- Backlash #1 (November 1994), art by Brett Booth and Sal Regla

Publication information
- Publisher: Wildstorm Productions
- First appearance: StormWatch #3 (July 1993)
- Created by: Jim Lee Brett Booth

In-story information
- Alter ego: Marc Slayton
- Team affiliations: International Operations Team One Team Zero Team 7 StormWatch Wildcore Department PSI
- Notable aliases: Alex
- Abilities: Generating psionic whips Mist transformation Virtual immortality Superhuman agility

= Backlash (Marc Slayton) =

Comic book character

Backlash is a comic book character from the Wildstorm Universe who first appeared in StormWatch #3 in 1993. He was featured in his own comic book series, which ran from 1994 to 1997. His daughter Jodi also uses the name.

== Fictional character biography ==
Marc Slayton was born in Atlantis about three thousand years ago, the son of a human mother and Lord S'ylton, an enhanced Kherubim lord of the alien colony Atlantis. When his father sacrifices his life to imprison one-time allies the D'rahn, a race of hostile aliens whose attack leads to the sinking of Atlantis, Marc is spirited away by Ferrian, his father's former advisor. Ferrian raises Marc, tutoring him in fighting skills for his protection. Once Marc comes of age, Ferrian leaves him to fend for himself.

Marc spends the next three thousand years traveling the world. During World War II, he is recruited as an intelligence specialist for Team Zero. In the 1960s, Marc works as an Air Force Colonel in the extraterrestrial threats squad Team One. Later he joins Team 7, a special ops unit whose members are deliberately exposed to a mutagenic chemical called the Gen-Factor, giving them superpowers.

===Stormwatch===

Following Team 7's final mission, Marc is assigned to join StormWatch. He works as the group's field leader and instructor until he loses several members of the first team (Stormwatch Prime) during a mission in Kuwait. After this event, he switches to being a full-time instructor. When a Daemonite called S'ryn puts Marc's girlfriend Major Diane LaSalle into a coma, he deserts StormWatch to track her down, breaking Cabal agent Taboo out of prison to help him on his quest. While he eventually catches S'ryn and revives Diane, he and Taboo become lovers and fugitives.

Subsequent to this, Marc discovers he had fathered twin children—Jodi Morinaka and Aries—by an old girlfriend from Japan. He learns of Jodi when she tracks him down after her mother's death. Like her father, Jodi's alien genes give her superhuman powers, and she takes the identity of Crimson to accompany him. Backlash and Taboo arrange to be pardoned in return for working for the Department of Paranormal Science Investigations (PSI).

Marc befriends the animal-faced adventurer Dingo, who helps him out on more than one case. It is around this point Marc finally learns of his Kherubim ancestry—for reasons best known to himself, Ferrian had never told Marc. Marc is placed in charge of forming a team of superpowered operatives codenamed Wildcore for Department PSI.

===Retirement===

Backlash works with Wildcore until most of this team are killed trying to stop a breakout at the Purgatory Max facility. Marc survives thanks to the assistance of former DV8 member Evo who had been imprisoned for the murder of an NYPD officer. Marc loses a leg, has it replaced with an artificial one and returns to duty. Marc gives up the Backlash identity, which is taken by Jodi. Marc later appears in the series Sleeper as an agent and commander in Department PSI.

==Alternate version==
In one alternate universe, Marc Slayton works as team leader for Stormwatch, headed by Jack Hawksmoor.

===The Wild Storm===
In the 2017 reboot of the WildStorm line, The Wild Storm, Marc Slayton is one of the members of Project: Thunderbook, an Internal Operations project run by former director John Lynch. Slayton and others had their DNA spliced with that of alien (Kherubim/Khera) descent, giving them superpowers. After Lynch was forced out of I/O, Project: Thunderbook was shut down, and the subjects given cover identities.

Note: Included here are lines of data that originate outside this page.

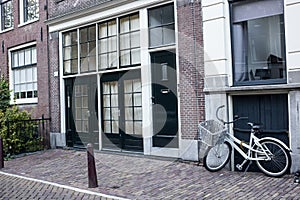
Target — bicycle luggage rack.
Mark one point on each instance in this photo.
(210, 133)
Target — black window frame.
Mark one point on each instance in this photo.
(268, 81)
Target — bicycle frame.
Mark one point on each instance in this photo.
(254, 141)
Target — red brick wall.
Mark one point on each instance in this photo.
(191, 67)
(33, 32)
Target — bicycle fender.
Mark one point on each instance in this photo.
(276, 140)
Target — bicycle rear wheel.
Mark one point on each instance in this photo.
(217, 157)
(280, 159)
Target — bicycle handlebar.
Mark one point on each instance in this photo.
(236, 118)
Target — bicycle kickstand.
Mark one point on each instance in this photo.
(250, 162)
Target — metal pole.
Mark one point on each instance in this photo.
(92, 174)
(1, 154)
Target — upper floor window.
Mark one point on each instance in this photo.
(258, 42)
(7, 17)
(24, 74)
(116, 44)
(161, 26)
(29, 10)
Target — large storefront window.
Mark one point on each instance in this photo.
(258, 42)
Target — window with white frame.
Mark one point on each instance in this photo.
(258, 42)
(161, 26)
(7, 17)
(24, 74)
(29, 10)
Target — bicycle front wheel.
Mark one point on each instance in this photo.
(280, 161)
(217, 157)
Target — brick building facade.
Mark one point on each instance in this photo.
(140, 92)
(24, 49)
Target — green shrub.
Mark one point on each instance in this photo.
(21, 137)
(4, 94)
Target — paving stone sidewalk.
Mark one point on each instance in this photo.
(140, 177)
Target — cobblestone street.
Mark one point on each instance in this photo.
(136, 177)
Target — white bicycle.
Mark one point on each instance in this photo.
(271, 155)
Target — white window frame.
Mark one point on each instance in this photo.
(13, 101)
(21, 12)
(8, 29)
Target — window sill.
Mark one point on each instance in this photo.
(24, 101)
(28, 22)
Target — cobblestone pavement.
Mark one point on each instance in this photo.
(139, 177)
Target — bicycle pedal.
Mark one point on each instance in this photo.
(239, 167)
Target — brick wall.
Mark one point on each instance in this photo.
(191, 67)
(33, 32)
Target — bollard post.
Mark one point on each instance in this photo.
(1, 154)
(92, 174)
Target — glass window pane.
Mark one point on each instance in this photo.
(138, 113)
(125, 58)
(156, 35)
(67, 67)
(135, 39)
(136, 56)
(169, 34)
(112, 28)
(112, 44)
(103, 61)
(92, 33)
(137, 85)
(129, 128)
(106, 114)
(29, 74)
(134, 22)
(107, 126)
(155, 17)
(128, 114)
(67, 53)
(128, 100)
(103, 46)
(125, 41)
(21, 58)
(115, 126)
(27, 56)
(92, 48)
(67, 39)
(102, 30)
(34, 56)
(138, 128)
(83, 50)
(124, 25)
(113, 59)
(15, 59)
(74, 52)
(168, 14)
(114, 100)
(137, 99)
(114, 87)
(83, 35)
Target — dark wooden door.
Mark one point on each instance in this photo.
(82, 112)
(122, 111)
(164, 99)
(270, 111)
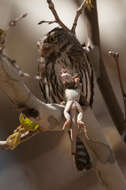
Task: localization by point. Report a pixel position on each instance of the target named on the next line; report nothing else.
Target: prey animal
(60, 49)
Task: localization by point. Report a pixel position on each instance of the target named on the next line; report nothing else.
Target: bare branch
(78, 13)
(48, 22)
(54, 12)
(115, 56)
(95, 56)
(16, 20)
(3, 34)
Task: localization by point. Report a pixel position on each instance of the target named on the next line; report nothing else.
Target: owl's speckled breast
(72, 94)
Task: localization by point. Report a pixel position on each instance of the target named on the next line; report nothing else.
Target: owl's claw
(67, 124)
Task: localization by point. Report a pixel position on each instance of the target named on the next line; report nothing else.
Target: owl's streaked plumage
(59, 50)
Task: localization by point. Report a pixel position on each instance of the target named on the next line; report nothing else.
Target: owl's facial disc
(48, 45)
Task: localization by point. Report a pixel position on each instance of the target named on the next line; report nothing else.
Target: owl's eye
(51, 39)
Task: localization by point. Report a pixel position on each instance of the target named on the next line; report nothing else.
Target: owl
(60, 49)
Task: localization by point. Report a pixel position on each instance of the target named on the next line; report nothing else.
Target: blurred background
(44, 162)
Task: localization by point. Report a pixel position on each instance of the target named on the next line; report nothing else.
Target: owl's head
(53, 41)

Over the years, Slayton's implant became sentient and aware of its descent, allying itself with the Khera.

==Powers and abilities==
Thanks to his Kherubim genes, Marc is virtually immortal and has accrued three thousand years of combat experience. He is an expert martial artist and trained in the use of most weapons. His agility is superhuman. Exposure to the Gen-Factor released several latent powers, including the ability to generate psychic energy whips out the backs of his hands. He can use these whips for various purposes; in combat he uses them to constrict his opponents, shocking them with the energy running through the whips or to cut through objects. He can use the energy whips as grappling hooks. The whips are very durable, but beings of great strength can break them, causing painful psionic feedback.

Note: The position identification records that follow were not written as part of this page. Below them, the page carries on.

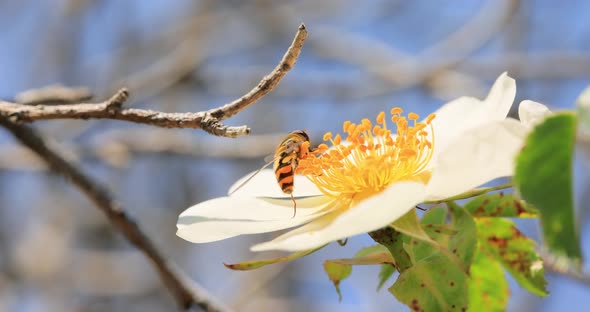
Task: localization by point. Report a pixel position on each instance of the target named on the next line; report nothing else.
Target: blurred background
(59, 253)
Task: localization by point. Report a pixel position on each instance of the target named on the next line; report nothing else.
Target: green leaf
(501, 239)
(437, 215)
(337, 272)
(255, 264)
(544, 177)
(410, 225)
(386, 272)
(488, 288)
(393, 241)
(463, 243)
(500, 205)
(434, 284)
(370, 250)
(376, 254)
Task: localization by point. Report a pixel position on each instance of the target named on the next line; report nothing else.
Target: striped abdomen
(286, 159)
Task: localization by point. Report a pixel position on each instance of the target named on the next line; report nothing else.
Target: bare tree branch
(184, 291)
(208, 121)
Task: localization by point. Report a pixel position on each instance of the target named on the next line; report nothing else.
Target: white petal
(477, 157)
(264, 184)
(532, 113)
(371, 214)
(463, 114)
(225, 217)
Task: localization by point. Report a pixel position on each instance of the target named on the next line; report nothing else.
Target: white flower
(375, 177)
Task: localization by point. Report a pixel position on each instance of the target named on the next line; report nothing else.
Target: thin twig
(208, 121)
(183, 290)
(268, 83)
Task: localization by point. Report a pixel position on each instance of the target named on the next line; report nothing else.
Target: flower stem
(472, 193)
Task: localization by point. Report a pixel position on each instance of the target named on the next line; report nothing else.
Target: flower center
(371, 158)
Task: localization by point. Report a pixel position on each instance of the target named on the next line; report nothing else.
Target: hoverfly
(285, 160)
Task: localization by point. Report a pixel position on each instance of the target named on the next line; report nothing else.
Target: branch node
(117, 100)
(213, 126)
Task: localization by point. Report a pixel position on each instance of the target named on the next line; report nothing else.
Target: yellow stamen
(372, 159)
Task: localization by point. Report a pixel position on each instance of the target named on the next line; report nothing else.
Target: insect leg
(294, 206)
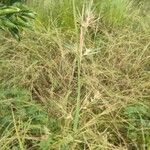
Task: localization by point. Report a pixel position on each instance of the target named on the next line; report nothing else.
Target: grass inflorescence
(79, 80)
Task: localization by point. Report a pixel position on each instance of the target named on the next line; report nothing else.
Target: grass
(79, 80)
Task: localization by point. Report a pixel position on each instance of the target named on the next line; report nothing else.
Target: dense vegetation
(79, 79)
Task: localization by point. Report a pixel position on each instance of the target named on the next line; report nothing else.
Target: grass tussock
(80, 80)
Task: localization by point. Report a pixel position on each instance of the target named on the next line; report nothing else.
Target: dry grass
(84, 85)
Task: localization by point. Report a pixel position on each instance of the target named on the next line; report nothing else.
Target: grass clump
(79, 80)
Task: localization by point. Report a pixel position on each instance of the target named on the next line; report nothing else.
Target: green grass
(80, 80)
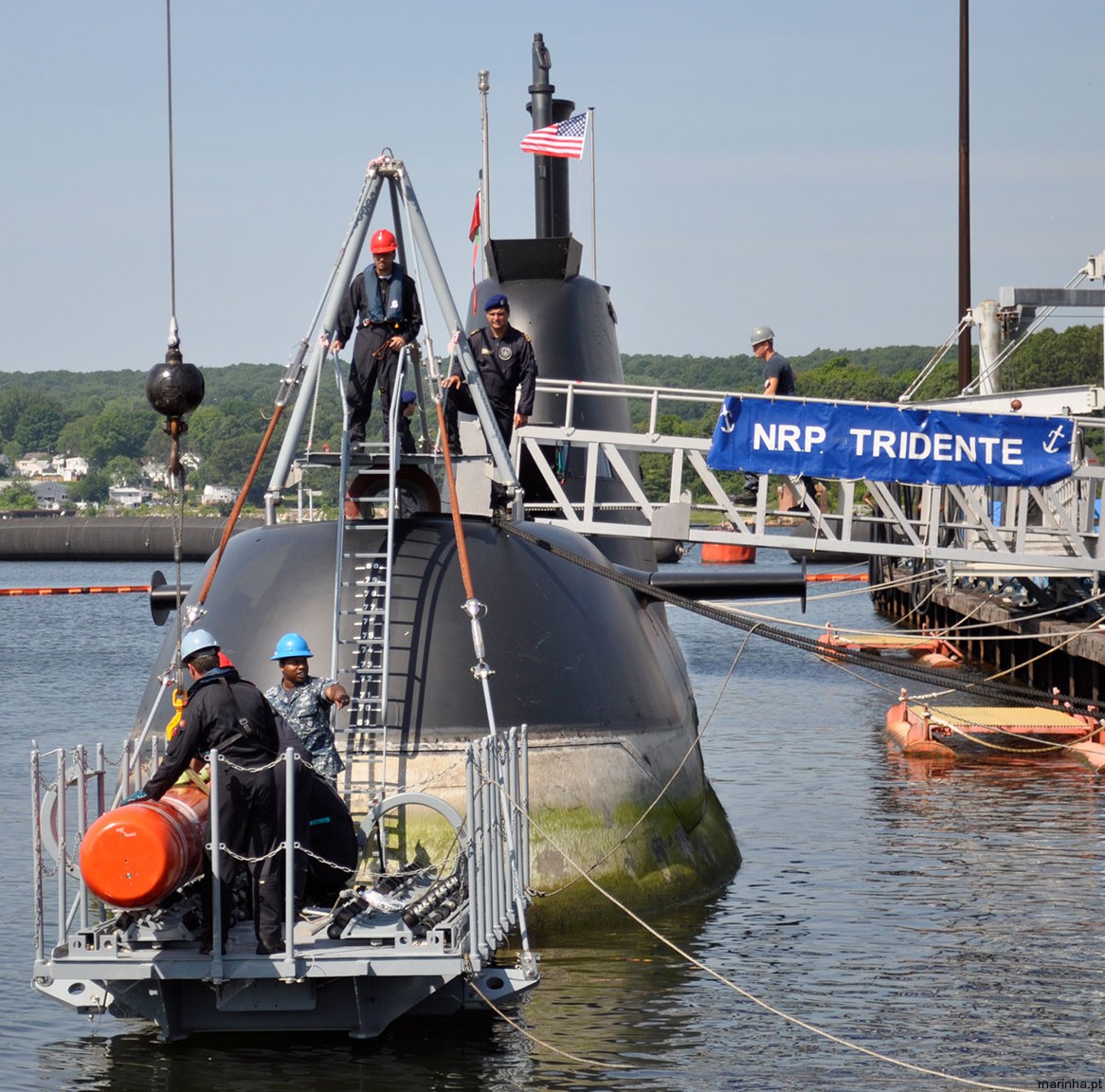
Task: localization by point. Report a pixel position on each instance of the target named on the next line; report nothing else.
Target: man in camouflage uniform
(304, 701)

Marc can also transform his body and clothes into mist - as well as being useful for infiltration and defense, this also allows him to swiftly heal most injuries, which tend to vanish after transforming to mist and back. When first exposed to the Gen-Factor, Marc had extensive psionic powers including telepathy and telekinesis, but these powers waned over the years and disappeared after the Gen-Factor was removed from his body.